Einde inhoudsopgave
Gedelegeerde verordening (EU) 2018/273 tot aanvulling van Verordening (EU) nr. 1308/2013 van het Europees Parlement en de Raad wat betreft het vergunningenstelsel voor het aanplanten van wijnstokken, het wijnbouwkadaster, begeleidende documenten en certificering, het in- en uitslagregister, de verplichte opgaven, meldingen en de bekendmaking van meegedeelde informatie, tot aanvulling van Verordening (EU) nr. 1306/2013 van het Europees Parlement en de Raad wat betreft de toepasselijke controles en sancties, tot wijziging van de Verordeningen (EG) nr. 555/2008, (EG) nr. 606/2009 en (EG) nr. 607/2009 van de Commissie en tot intrekking van Verordening (EG) nr. 436/2009 van de Commissie en Gedelegeerde Verordening (EU) 2015/560 van de Commissie
Artikel 46 Sancties en terugvordering van kosten voor niet-toegestane aanplant
Geldend
Geldend vanaf 03-03-2018
- Bronpublicatie:
11-12-2017, PbEU 2018, L 58 (uitgifte: 28-02-2018, regelingnummer: 2018/273)
- Inwerkingtreding
03-03-2018
- Bronpublicatie inwerkingtreding:
11-12-2017, PbEU 2018, L 58 (uitgifte: 28-02-2018, regelingnummer: 2018/273)
- Vakgebied(en)
Agrarisch recht (V)
EU-recht / Marktintegratie
Ondernemingsrecht / Economische ordening
De lidstaten leggen financiële sancties op aan producenten die de in artikel 71, lid 1, van Verordening (EU) nr. 1308/2013 vastgestelde verplichting niet naleven.

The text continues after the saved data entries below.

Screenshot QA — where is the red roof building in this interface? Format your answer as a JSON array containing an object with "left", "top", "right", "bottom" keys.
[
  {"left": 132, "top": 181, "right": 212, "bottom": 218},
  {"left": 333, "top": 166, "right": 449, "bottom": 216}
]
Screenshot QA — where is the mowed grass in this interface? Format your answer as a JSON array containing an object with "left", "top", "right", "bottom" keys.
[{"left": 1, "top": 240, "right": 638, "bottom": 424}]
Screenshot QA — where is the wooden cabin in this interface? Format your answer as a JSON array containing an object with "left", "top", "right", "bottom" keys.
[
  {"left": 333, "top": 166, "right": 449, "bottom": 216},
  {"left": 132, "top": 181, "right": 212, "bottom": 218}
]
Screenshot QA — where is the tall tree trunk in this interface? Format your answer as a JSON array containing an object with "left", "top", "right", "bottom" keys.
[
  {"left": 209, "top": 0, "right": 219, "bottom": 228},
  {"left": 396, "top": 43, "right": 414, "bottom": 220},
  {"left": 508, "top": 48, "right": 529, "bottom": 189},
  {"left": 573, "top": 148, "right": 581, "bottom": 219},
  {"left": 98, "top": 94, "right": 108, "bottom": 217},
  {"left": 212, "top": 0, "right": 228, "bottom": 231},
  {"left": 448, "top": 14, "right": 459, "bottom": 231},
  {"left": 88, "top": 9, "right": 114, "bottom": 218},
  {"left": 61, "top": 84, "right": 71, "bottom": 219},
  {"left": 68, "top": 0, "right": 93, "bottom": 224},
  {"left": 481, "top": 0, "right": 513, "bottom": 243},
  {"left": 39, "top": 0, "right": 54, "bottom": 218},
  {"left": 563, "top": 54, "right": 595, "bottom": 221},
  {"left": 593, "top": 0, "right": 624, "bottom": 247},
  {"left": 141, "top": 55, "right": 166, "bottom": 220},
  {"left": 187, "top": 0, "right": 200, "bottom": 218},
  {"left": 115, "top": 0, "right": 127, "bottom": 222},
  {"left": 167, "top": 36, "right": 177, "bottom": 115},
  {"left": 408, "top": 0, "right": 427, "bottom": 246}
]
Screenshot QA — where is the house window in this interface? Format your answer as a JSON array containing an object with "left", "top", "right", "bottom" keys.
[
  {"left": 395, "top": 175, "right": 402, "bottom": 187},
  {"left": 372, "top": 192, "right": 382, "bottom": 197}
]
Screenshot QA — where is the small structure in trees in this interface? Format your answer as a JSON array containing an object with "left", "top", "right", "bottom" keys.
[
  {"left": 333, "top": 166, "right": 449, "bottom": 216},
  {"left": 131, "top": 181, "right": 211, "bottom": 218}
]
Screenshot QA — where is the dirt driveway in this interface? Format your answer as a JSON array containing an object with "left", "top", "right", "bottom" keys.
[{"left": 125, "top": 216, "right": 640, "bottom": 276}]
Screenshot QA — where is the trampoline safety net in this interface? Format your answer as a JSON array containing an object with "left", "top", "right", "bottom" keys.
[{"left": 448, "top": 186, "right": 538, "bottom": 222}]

Het minimumbedrag van de financiële sanctie bedraagt:
- a)
6 000 EUR per hectare wanneer de producent de volledige niet-toegestane aanplant rooit binnen vier maanden vanaf de datum waarop hij in kennis is gesteld van de onregelmatigheid, als bedoeld in artikel 71, lid 2, van Verordening (EU) nr. 1308/2013;
- b)
12 000 EUR per hectare wanneer de producent de volledige niet-toegestane aanplant rooit in de loop van het eerste jaar na het verstrijken van de termijn van vier maanden;
- c)
20 000 EUR per hectare wanneer de producent de volledige niet-toegestane aanplant rooit na afloop van het eerste jaar na het verstrijken van de termijn van vier maanden.
Indien het geraamde jaarinkomen in het gebied waar de betrokken wijngaarden liggen, meer dan 6 000 EUR per hectare bedraagt, kunnen de lidstaten de in de tweede alinea vastgestelde minimumbedragen verhogen in evenredigheid met het geraamde gemiddelde jaarinkomen per hectare voor dat gebied.
Indien de lidstaat met eigen middelen voor de rooiing van de niet-toegestane aanplant zorgt, worden de krachtens artikel 71, lid 2, van Verordening (EU) nr. 1308/2013 bij de betrokken producent in rekening gebrachte kosten op objectieve wijze berekend op basis van de arbeidskosten, het gebruik van machines en transport of andere gemaakte kosten. Deze kosten worden aan de toepasselijke sanctie toegevoegd.